Data mining of public SNP databases for the selection of intragenic SNPs
Aerts, Jan × Wetzels, Yves Cohen, Nadine Aerssens, Jeroen #
Human Mutation vol:20 issue:3 pages:162-173
Different strategies to search public single nucleotide polymorphism (SNP) databases for intragenic SNPs were evaluated. First, we assembled a strategy to annotate SNPs onto candidate genes based on a BLAST search of public SNP databases (Intragenic SNP Annotation by BLAST, ISAB). Only BLAST hits that complied with stringent criteria according to 1) percentage identity (minimum 98%), 2) BLAST hit length (the hit covers at least 98% of the length of the SNP entry in the database, or the hit is longer than 250 base pairs), and 3) location in non repetitive DNA, were considered as valid SNPs. We assessed the intragenic context and redundancy of these SNPs, and demonstrated that the SNP content of the dbSNP and HGBASE/HGVbase databases are highly complementary but also overlap significantly.

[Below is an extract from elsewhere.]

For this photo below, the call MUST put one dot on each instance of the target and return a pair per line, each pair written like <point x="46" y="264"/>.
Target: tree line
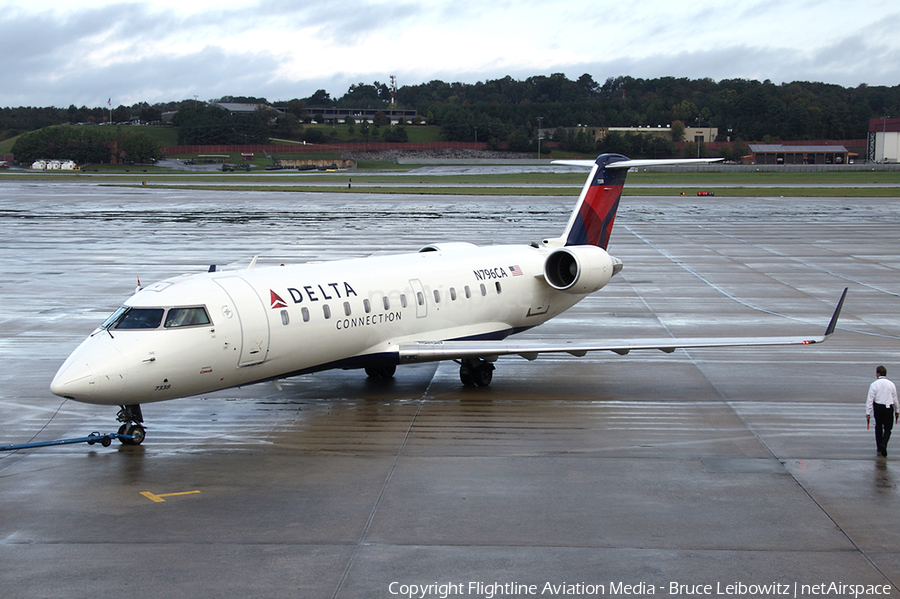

Second, we assessed the validity of intragenic SNP annotation available on the dbSNP and HGVbase websites by comparison with the results of the ISAB strategy. Only a minority of all annotated SNPs was found in common between the respective public SNP database websites and the ISAB annotation strategy. A detailed analysis was performed aiming to explain this discrepancy. As a conclusion, we recommend the application of an independent strategy (such as ISAB) to annotate intragenic SNPs, complementary to the annotation provided at the dbSNP and HGVbase websites. Such an approach might be useful in the selection process of intragenic SNPs for genotyping in genetic studies.